I
A coleção “Melhores Contos” da editora Global vem possibilitando a redescoberta de alguns autores. É o caso de João Alphonsus (1901-1944), com quinze textos selecionado por seu sobrinho, Afonso Henriques Neto, no centenário de seu nascimento.
Amigo de Carlos Drummond de Andrade, com quem deu impulso ao modernismo mineiro, ao fundar “A Revista” em 1925, Alphonsus andava quase que totalmente esquecido. A leitura dos seus “Melhores Contos” revela, porém, um grandíssimo escritor.
Perturbador também, pois, ao retratar a vida besta que se tem de suportar, seja a das “cidadezinhas quaisquer” do interior de Minas, seja em Belo Horizonte, seja até no sul da Bahia (como em Pesca da Baleia), a angústia de ser uma “vidinha entre outras vidinhas” pode ser “solucionada”, por assim dizer, com suicídio (como no já referido Pesca da Baleia, Uma história de Judas ou em Foguetes ao longe), com assassinato coletivo (em O mensageiro) ou individual (em Oxianureto de Mercúrio), com perversidade maníaca (a mutilação ritual de um caracoleiro em Caracol) ou monstruosa (o que o dono faz com seu gato em Sardanapalo); ou ainda com aceitação resignada (como em O guarda-freios, Eis a noite e O imemorial apelo).

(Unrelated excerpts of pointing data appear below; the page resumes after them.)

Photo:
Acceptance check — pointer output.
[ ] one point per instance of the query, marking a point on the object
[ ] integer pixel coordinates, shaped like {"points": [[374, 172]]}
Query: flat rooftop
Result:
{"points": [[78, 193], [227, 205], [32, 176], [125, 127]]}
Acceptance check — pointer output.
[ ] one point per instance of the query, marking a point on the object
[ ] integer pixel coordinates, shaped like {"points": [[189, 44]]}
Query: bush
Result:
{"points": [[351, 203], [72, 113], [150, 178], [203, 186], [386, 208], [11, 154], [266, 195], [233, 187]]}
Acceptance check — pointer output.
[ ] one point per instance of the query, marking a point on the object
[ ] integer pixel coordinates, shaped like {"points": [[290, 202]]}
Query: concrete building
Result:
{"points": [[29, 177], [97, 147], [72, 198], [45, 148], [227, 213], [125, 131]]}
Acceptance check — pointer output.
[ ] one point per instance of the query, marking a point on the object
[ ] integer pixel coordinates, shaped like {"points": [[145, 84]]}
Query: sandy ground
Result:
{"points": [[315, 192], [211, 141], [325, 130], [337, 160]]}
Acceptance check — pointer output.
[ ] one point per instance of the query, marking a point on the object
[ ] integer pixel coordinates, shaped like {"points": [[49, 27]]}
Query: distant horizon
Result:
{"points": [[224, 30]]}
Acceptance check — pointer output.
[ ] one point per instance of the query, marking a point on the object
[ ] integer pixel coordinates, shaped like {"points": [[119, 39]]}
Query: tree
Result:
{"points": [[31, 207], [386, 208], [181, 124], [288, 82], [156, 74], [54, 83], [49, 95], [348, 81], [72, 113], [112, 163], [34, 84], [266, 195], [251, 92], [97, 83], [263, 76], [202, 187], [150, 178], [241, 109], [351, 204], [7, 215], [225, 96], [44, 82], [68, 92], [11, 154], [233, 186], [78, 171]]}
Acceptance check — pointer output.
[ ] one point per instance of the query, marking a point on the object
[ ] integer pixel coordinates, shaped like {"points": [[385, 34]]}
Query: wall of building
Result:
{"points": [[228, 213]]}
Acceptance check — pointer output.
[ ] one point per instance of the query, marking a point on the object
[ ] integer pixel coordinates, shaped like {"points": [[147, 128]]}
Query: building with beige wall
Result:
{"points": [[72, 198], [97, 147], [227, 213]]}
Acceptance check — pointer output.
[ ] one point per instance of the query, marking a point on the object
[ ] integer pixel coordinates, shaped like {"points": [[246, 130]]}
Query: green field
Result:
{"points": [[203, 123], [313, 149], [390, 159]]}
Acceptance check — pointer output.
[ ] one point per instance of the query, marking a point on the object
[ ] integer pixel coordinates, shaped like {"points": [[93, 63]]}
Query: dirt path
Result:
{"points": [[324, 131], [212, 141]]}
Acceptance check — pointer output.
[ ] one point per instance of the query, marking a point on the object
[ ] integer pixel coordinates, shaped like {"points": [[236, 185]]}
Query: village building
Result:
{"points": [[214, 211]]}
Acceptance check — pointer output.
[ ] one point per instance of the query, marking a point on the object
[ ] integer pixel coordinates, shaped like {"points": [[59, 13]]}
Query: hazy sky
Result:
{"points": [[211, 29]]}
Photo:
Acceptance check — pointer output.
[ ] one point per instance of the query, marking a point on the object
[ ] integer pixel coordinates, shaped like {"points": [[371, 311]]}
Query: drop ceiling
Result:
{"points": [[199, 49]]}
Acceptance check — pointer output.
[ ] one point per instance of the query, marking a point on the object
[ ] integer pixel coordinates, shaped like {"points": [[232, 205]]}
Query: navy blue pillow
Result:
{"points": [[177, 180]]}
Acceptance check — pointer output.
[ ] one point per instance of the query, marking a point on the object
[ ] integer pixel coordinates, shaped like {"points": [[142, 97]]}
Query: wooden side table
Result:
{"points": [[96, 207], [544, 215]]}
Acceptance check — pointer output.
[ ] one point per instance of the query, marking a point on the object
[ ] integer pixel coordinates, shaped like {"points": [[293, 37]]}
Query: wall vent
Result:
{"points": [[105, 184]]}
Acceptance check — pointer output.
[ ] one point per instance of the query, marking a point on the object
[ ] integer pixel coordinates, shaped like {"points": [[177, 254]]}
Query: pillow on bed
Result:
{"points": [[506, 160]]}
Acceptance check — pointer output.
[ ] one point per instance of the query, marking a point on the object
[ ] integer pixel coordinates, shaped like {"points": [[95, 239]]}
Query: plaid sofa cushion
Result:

A visão do mundo de João Alphonsus é tão poderosa e o seu texto tão cativante que não incomodam nem mesmo certos cacoetes do Modernismo (perceptíveis particularmente em O homem na sombra ou a Sombra no homem, o conto mais irregular da coletânea), que poderiam deixar sua obra datada, interessante apenas sob o ponto de vista historiográfico.
E no caso específico da seleção de Afonso Henriques Neto, o leitor acompanha uma verdadeira evolução criadora. Os três contos selecionados de GALINHA CEGA (1931) já são muito bons. O conto-título, audacioso para a época, é a história de uma galinha que perde a visão (“era só ela, pobre, indefesa galinha, dentro do infinitamente preto, perdida dentro do inexistente, pois que o mundo desaparecera e só ela existia inexplicavelmente dentro da sombra do nada”), antecipando a emancipação literária dos bichos que Guimarães Rosa, Clarice Lispector e Lygia Fagundes Telles promoveriam na nossa ficção (esse aspecto aparece também no belo Mansinho, no amor de um padre de “região humilde e paupérrima” por seu burro).
Os cinco contos retirados de PESCA DA BALEIA (1941) são melhores ainda. Destaca-se, claro, o terrível Sardanapalo, que começa com um clima ameno, numa espécie de sátira aos pruridos parnasiano- simbolistas das primeiras décadas do século XX (“naquele tempo em que me tinha na conta de poeta e levava declaradamente uma vida de intelectual. Baudelaire e os gatos! Me convencera de que era espiritual ter um desses bichos no meu quarto de estudante…”); depois, ao assistir ao suplício a que o seu gato submete um rato, o narrador percebe que “a crueldade despertada em mim não estava satisfeita” e comete um dos atos mais horríveis já registrados pela literatura e que não se tem vontade de reler, embora não saia da cabeça por muito tempo. João Alphonsus consegue, aqui, um ponto-limite na apreensão da capacidade (quase diria a vocação) do ser humano para a crueldade, quando a ocasião se apresenta.
Outro destaque é O guarda-freios, no qual o narrador, já resignado com a sorte que lhe coube, uma espécie de não-ser na vida (“agora quase que vivo de observações e recordações”), durante uma viagem fica fascinado com o “galã ferroviário e sertanejo”, o guarda-freios conquistador e galante, sabendo posteriormente da sua morte (“Facadas. Uma questão de rabo de saio. Não tive a mínima surpresa: um homem como aquele não podia viver muito.”). Há um travo de inveja indisfarçável (além do latente homoerotismo) nessa observação de um “condenado a viver”.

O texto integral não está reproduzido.